Belle semaine italienne pour les tricolores : trois jours après avoir renversé la sélection belge, les Bleus ont battu (2-1) dimanche au stade San Siro de Milan en finale de la Ligue des nations une grosse équipe espagnole, peu servie par les circonstances il est vrai, entre une main non sifflée du défenseur français Jules Koundé en pleine surface (32e) et un arbitrage vidéo validant un but hors jeu de Kylian Mbappé au bout du match. Cependant, les Bleus se sont accrochés aux branches et le barycentre offensif s’est un peu plus rapproché du binôme Benzema-Mbappé, buteurs tous les deux quand Antoine Griezmann bouclait une centième sélection bien neutre.
Comme prévu, les deux équipes sont parties sur des problématiques à la fois personnelles et claires. Les joueurs espagnols sont maîtres ès conservation du ballon ; la prime à une qualité technique et à un jeu de passes supérieurs à ceux des adversaires – les Bleus comme les autres. Les tricolores étaient là pour couper les lignes de passes adverses et ralentir ainsi le jeu : un Espagnol qui garde le ballon faute de solution devient alors une cible, la supériorité physique d’Aurélien Tchouaméni (1,87m), Benjamin Pavard (1,86m) ou Paul Pogba (1,91m) sur les petits gabarits espagnols leur donnant dès lors un avantage dans le duel.
C’est donc une sorte de «cours après-moi Shérif» que Sergio Busquets, Ferran Torres et consorts lancent à chaque fois à la cantonade, le corollaire étant des séquences de possession du ballon interminables pour fatiguer et entamer la concentration des grands d’en face. La Roja réussissant à sortir des duels d’autant plus facilement que leurs adversaires ne sont pas allés les chercher bien longtemps, elle a le ballon sans discontinuer. Après, on miserait bien son PEL sur le fait que les Bleus avaient été briefés, re-briefés et re-re-briefés sur la façon dont le match allait se dérouler.

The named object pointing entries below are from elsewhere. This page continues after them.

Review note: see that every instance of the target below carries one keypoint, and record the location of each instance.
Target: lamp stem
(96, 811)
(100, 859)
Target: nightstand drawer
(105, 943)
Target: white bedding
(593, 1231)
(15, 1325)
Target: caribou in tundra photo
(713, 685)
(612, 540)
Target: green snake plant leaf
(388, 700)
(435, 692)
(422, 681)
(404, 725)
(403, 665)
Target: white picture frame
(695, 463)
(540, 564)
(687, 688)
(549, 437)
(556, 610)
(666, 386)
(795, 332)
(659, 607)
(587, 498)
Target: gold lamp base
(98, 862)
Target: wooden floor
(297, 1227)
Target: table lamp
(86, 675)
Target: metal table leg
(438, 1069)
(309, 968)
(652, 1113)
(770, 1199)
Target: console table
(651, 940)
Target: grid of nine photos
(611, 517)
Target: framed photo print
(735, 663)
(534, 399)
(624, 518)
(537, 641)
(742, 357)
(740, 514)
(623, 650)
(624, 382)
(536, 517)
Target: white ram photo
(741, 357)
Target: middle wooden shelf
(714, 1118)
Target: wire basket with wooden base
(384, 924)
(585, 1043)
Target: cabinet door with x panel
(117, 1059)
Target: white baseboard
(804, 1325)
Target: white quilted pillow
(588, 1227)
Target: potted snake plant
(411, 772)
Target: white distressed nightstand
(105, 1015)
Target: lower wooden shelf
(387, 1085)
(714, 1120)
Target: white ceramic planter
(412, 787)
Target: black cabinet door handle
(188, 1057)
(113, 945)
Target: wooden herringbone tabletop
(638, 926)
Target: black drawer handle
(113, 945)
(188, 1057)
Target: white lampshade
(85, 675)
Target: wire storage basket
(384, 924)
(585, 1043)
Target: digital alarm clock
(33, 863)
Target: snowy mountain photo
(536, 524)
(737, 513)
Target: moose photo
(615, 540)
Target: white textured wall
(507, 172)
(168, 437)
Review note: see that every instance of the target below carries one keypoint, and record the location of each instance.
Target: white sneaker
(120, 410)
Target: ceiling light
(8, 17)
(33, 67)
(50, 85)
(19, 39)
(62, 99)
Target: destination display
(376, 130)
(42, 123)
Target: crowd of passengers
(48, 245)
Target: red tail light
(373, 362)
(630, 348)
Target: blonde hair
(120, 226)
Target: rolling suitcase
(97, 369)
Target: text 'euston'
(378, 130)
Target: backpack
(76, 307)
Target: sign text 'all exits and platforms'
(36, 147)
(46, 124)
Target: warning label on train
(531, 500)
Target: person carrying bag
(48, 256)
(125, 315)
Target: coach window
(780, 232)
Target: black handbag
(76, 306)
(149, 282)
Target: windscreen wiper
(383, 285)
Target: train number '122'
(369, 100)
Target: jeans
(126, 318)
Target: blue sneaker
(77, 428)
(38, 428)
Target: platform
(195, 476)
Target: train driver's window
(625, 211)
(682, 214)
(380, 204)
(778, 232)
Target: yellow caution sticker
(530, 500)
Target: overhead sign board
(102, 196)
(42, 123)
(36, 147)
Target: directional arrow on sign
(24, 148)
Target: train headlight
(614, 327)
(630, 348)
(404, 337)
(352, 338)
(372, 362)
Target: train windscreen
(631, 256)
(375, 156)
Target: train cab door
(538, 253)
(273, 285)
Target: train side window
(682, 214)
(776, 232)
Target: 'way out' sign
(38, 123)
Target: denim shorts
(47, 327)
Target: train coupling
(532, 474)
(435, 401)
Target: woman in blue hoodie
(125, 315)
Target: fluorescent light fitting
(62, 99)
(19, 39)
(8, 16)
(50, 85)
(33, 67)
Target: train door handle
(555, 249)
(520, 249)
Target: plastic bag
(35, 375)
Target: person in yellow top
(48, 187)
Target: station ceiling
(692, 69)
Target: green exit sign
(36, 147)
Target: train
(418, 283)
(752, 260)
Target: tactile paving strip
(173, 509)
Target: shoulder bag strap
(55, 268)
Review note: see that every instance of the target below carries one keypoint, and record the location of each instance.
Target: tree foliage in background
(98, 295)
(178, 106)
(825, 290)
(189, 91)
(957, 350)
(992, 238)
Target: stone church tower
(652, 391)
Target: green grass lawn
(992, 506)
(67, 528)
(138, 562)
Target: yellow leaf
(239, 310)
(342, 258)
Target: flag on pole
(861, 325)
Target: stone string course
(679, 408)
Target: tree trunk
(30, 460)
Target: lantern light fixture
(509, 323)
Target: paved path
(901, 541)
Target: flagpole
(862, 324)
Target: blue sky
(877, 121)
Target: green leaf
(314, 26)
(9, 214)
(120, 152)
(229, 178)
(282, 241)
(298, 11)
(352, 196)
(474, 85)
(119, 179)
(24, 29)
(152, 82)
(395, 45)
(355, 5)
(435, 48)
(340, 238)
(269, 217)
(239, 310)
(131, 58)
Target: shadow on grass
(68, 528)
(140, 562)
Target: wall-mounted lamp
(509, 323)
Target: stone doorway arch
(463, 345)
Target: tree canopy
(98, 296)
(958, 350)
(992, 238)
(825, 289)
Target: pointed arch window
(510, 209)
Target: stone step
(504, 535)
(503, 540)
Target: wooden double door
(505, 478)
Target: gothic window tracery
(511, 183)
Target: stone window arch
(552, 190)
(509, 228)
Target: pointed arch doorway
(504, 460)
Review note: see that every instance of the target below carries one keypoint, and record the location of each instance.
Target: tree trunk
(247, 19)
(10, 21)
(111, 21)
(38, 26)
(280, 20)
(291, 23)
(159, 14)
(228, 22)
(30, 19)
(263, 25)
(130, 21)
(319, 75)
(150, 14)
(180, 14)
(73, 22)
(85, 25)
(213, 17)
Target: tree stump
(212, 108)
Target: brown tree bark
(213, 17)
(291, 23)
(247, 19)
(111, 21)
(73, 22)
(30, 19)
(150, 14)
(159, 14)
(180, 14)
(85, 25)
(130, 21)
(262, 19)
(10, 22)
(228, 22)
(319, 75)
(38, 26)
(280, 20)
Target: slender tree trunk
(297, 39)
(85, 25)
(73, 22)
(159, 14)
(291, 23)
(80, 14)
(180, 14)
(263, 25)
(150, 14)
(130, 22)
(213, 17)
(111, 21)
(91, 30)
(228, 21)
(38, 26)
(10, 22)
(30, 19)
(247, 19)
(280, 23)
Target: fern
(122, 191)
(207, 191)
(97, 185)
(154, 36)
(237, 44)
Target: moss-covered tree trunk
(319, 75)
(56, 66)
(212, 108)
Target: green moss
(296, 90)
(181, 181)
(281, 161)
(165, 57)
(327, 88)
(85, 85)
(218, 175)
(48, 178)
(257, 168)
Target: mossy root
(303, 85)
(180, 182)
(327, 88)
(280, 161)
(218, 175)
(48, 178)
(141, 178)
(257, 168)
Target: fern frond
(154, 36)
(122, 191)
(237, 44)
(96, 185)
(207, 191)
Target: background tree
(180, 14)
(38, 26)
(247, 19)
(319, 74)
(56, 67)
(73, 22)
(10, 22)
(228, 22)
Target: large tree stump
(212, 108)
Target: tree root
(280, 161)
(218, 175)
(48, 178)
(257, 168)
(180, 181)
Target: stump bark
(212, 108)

Le match explose d’un coup
Partant, ils ne se sont ni énervés, ni découverts : 0-0 aux citrons, les Espagnols lancés vers les 600 passes (296 à la pause), pas une occasion de but, un seul tir cadré (tout mou). Dans le contexte, le carton jaune reçu par Paul Pogba pour une grosse semelle (46e) et la ronflée du Mancunien dans la foulée sur un Pavard trop passif prennent un certain relief, c’est dire. Le match va exploser d’un coup : Théo Hernandez allume la barre sur un contre tricolore, signe que les Espagnols ouvrent (enfin) le jeu (un peu). Grisés, les Bleus oublient Mikel Oyarzabal dans le dos de leur défense – Jules Koundé couvre un éventuel hors-jeu, Dayot Upamecano mangé au duel – et la Roja prend les commandes (1-0, 64e).
Dans un contexte aussi fermé, c’est fatal. Sauf pour les Bleus, qui se sortent magnifiquement du pressing adverse à 60 mètres de leur but côté droit pour mettre Karim Benzema en un contre un devant Cesar Azpilicueta sur le côté gauche (dans le foot, quand ça commence d’un côté, ça doit finir de l’autre) : ballon enroulé pied droit du Madrilène et lucarne (1-1, 66e). Un classique : plus d’une heure pour construire un avantage, quelques secondes pour le perdre dans la foulée parce que quelque chose s’est déconnectée avec le but tant attendu. Dans l’histoire, le momentum, comme disent les Anglais, a basculé du côté tricolore. Et ce momentum fait des miracles. Echappant pour une fois à la surveillance du défenseur Eric Garcia d’autant plus facilement qu’il est hors jeu au départ de la passe de Théo Hernandez (passe touchée par le défenseur espagnol), Kylian Mbappé mystifie le gardien adverse d’un passement de jambes et d’une frappe du gauche (2-1, 80e).
Grands coups de chausson
Censément efficace sur les hors-jeux de ligne, le VAR confirme le but, au grand dam des Espagnols, qui ont flairé le truc. Il ne peut plus rien arriver aux Bleus. Ça tient donc comme ça tient, avec Hugo Lloris à la parade (88e, 94e), des défenseurs qui se jettent partout et des grands coups de chausson pour envoyer le ballon au loin. La quille du style ? Qu’importe : là comme ailleurs, le football de sélection tricolore est une affaire de joueurs. «On a montré une force de caractère, a estimé Benzema au micro de M6 après la partie. C’est le signe des grandes équipes. On a patienté, on n’a rien lâché. Le foot, c’est comme ça.»